M+E Daily

Discovery Communications CEO: True Skinny Bundles are ‘Fiction’

Discovery Communications continued to see growth from mobile and over-the-top initiatives in the first quarter (ended March 31), according to CEO and president David Zaslav.

But shares in the company were down 2.66% at $26.52 in afternoon trading May 9 after it reported revenue grew 3% from a year ago, to $1.6 billion, but profit fell 18% to $215 million, much of which it blamed on solar investments. U.S. networks revenue grew 3% to $829 million, driven by 5% distribution growth and 1% ad growth despite what it said was a “slight decline” in subscribers.

The company’s results were “disappointing” on the bottom line, Pivotal Research Group analyst Brian Wieser said in a research note. He added: “Although management reiterated the company’s current year financial targets we think the quarter’s outcome and commentary about the quarter ahead encouraged doubts among investors given what looks to be a challenging second quarter amid ongoing concerns about the longer-term health of the cable network sector.”

Discovery made “distinct progress in growing our digital and direct-to-consumer businesses,” Zaslav told analysts on an earnings call. “As the media landscape continues to evolve, we are focused on strengthening our global content portfolio and positioning it to reach” fans of Discovery programs “every way they consume content,” he said.

“We continue to make significant headway on our strategy of maximizing our existing linear business, while simultaneously driving growth and investing in areas like mobile and OTT” services, he said. In mobile, that includes short-form content that he pointed out is especially popular among younger viewers.

Since the beginning of this year, Discovery expanded several of its digital initiatives, including its Amazon subscription video on demand channels, he said. It also made “demonstrable progress” with its Eurosport Player OTT service all-access pass to sports events in Europe, he said.

The company’s Discovery GO TV Everywhere apps, meanwhile, are “growing rapidly” in the U.S., where they are now available to 80% of households, he said, adding he expected that, by year-end, the apps will be available on 115 million connected devices including the PlayStation 4, Apple TV, Xbox consoles and Roku devices. GO is “driving awareness and engagement for our linear brands,” he said.

Discovery also has several Snapchat channels that he said helps it reach younger viewers. The company will start creating “premium” Snapchat content around “marquee” Discovery brands starting this summer, he said.

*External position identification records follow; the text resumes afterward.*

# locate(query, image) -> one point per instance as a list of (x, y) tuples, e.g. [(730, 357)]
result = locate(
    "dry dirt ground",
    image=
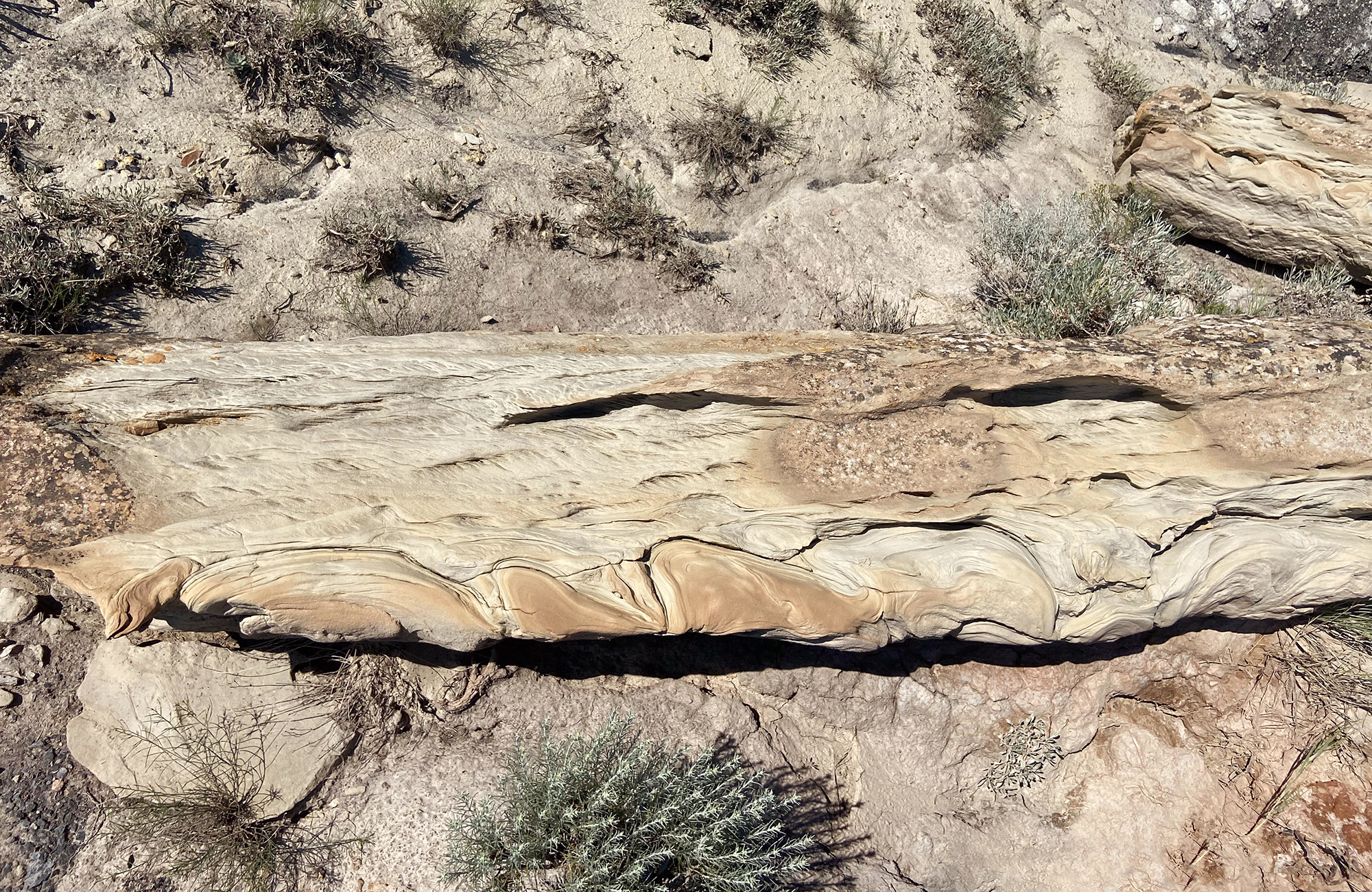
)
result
[(876, 202)]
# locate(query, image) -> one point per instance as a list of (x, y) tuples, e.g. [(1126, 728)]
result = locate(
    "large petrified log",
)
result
[(1281, 178), (836, 489)]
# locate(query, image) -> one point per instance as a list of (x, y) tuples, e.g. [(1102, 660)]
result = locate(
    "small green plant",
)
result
[(726, 141), (1120, 80), (844, 23), (209, 828), (316, 54), (65, 255), (17, 132), (781, 34), (362, 241), (447, 194), (1089, 266), (1027, 753), (877, 65), (628, 216), (617, 813), (459, 34), (871, 311), (1325, 292), (994, 73)]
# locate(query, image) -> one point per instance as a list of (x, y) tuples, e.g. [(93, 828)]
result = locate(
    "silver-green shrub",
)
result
[(1083, 267), (617, 813)]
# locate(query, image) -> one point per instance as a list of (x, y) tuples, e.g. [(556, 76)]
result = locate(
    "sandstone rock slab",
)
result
[(1282, 178), (142, 691), (828, 488)]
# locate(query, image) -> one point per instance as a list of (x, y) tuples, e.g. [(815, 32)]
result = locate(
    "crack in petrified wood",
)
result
[(827, 488)]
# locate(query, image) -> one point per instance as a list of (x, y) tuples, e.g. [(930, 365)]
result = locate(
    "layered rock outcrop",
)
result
[(1281, 178), (832, 489)]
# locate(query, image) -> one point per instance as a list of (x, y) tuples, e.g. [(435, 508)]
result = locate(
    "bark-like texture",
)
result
[(1281, 178), (833, 489)]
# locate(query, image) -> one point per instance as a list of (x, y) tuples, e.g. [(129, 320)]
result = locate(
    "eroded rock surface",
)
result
[(1281, 178), (832, 489)]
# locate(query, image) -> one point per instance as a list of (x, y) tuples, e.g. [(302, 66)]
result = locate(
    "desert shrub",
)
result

Outside the U.S., there have been some “very successful skinny bundles,” and Discovery is “on all of them,” he said during the Q&A with analysts. But he said that that due to factors including the large number of sports networks included with most OTT services in the U.S., “there is no skinny bundle here.” He added: “The idea that you have a $40 offering filled with” all kinds of sports plus consumers must then “buy broadband on top of it,” jacking the price up to $60-$70, makes the idea of a true skinny bundle in the U.S. “fiction.”

He went on to say of the U.S. skinny bundle: “It’s really not a skinny bundle. It’s a bundle. It’s a bundle that may be attractive to a small group of people. But, in the end, I think the market will be rationalized.” All of the “overstuffed turkeys” that qualify as skinny bundles in the U.S. now are “going to end up being a challenge from a consumer perspective,” he said, adding that in the U.S., we still need an $8-$12-a-month “quality offering that’s a true skinny bundle in the spirit of what’s working around the world — and I think that’ll happen; it’s just a question of when.”